The fighter. The ghost with fists. Cupcake. He knows I’m not helpless. Not fragile.

But he doesn’t seem to care.

His face is carved from stone, jaw tight, muscles tense beneath his shirt like a coil ready to snap.

I don’t dare meet his eyes. Even with my colored contacts firmly in place and my hair drastically different, there’s always a chance.

One wrong look, one breath too familiar, and it’ll click.

And I can’t afford for it to click. Not yet.

“Who sent you?” he growls, voice low and sharp like a knife sliding between ribs.

I shake my head slowly, carefully, keeping my eyes just low enough to avoid the full weight of his stare. If I speak—if he hears my voice—there’s a risk. A sound is harder to disguise than a face. A memory can be shattered by time, but a voice can haunt forever.

His grip tightens; fingers dig into the meat of my arm until I know it’ll bruise. That old ache I used to feel around him and his brothers stirs—but it’s laced now with something new. Something colder.

“No one attacks my family and gets away with it,” he snaps. “You better hope he lives, or this is going to be extremely painful.”
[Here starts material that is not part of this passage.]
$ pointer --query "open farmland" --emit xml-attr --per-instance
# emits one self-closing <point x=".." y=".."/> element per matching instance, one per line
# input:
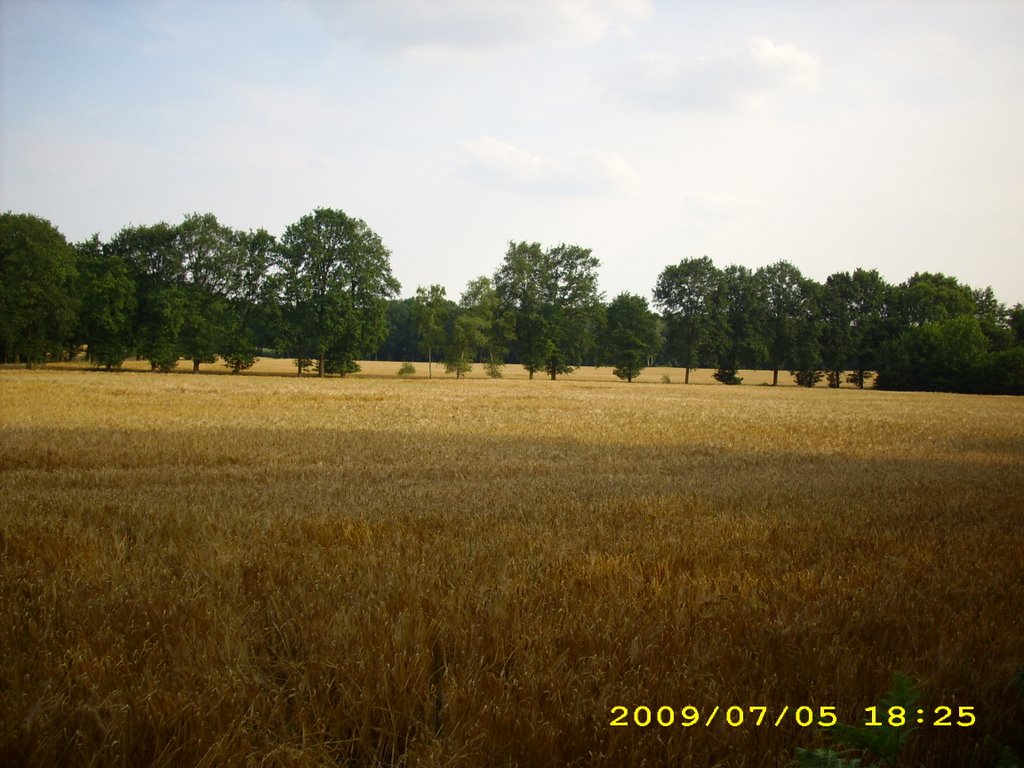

His words cut deeper than he knows.

Still, I stay quiet. Torn between protecting my cover and screaming at him for not seeing me. For not knowing. For not recognizing.

Ronan did—from across a room, in the dark, with nothing but instinct and whatever connection we’ve always had between us. Or maybe just a well-timed erection. Either way, he saw me.

Rowen? Emerson?

Nothing.

It shouldn’t sting.

But it does.

Because beneath all the blood, the shadows, and years of loss—I still wanted them to know.

Rowen drags me from the room and down the hall, his grip iron-tight around my arm.

He’s so much taller now, broader too—nothing like the boy I remember.

He moves with lethal confidence, his strides long and angry, and I’m nothing more than dead weight in his hold.

He hauls me like I’m a rag doll, as if I weigh nothing at all.

In another life, under different circumstances, I might’ve found that strength intoxicating—might’ve teased him for it, used it against him.

But this? This isn’t flirtation. This is fury.

We stop in front of a door I don’t recognize—one that’s never existed in the house I grew up in—and my skin prickles.

The hair on my arms stands on end, and a whisper of dread curls around my spine.

He opens it without hesitation, revealing a narrow staircase descending into shadow.

I dig my heels in for just a second, instinct telling me not to go down there, but he yanks me forward and starts dragging me again.

Down we go.

With every step, the air thickens. It’s colder here, damper, the walls sweating with condensation.

I can hear the creak of each stair beneath our weight, can feel the stone closing in.

The deeper we go, the less it feels like a basement and more like a tomb.

Eventually, we reach the bottom and step onto a stone floor, a rock walkway that stretches ahead, lined on one side with old iron-barred cages.

Cages. Real ones. Like something ripped from a medieval dungeon or a nightmare.

I freeze for a second, stunned. What the hell is this place?

My mind reels. This… this isn’t just some forgotten corner of the house. This was built, planned. A place meant to hold people. A place meant for pain.

And my boys—my sweet, broken boys—have lived above this all along?

Suddenly, everything feels a little heavier.

I shouldn’t be shocked, not really. Not after everything I’ve uncovered about Dean and Bryce and the rot that festers beneath their empire. Still, a part of me hoped the poison hadn’t seeped this far. That it hadn’t infected their sons—my guys—the ones I once loved more than air.

But I see the hardness in Rowen’s eyes. The way he doesn’t even flinch as he pushes me toward a cell. They’ve changed. Hardened. Shaped by this place. And I wonder how deep the damage runs.

And this is exactly why I can’t tell them who I am. Not yet.

Because if they’ve become what I fear… if the love we shared really died the night I disappeared… then telling them the truth might get me killed. In their eyes, I abandoned them. Betrayed them. Vanished without a word, left Reign, left all of them to drown in questions and grief.

They wouldn’t see a friend.

They’d see a traitor.

And traitors don’t get forgiveness. Only judgment.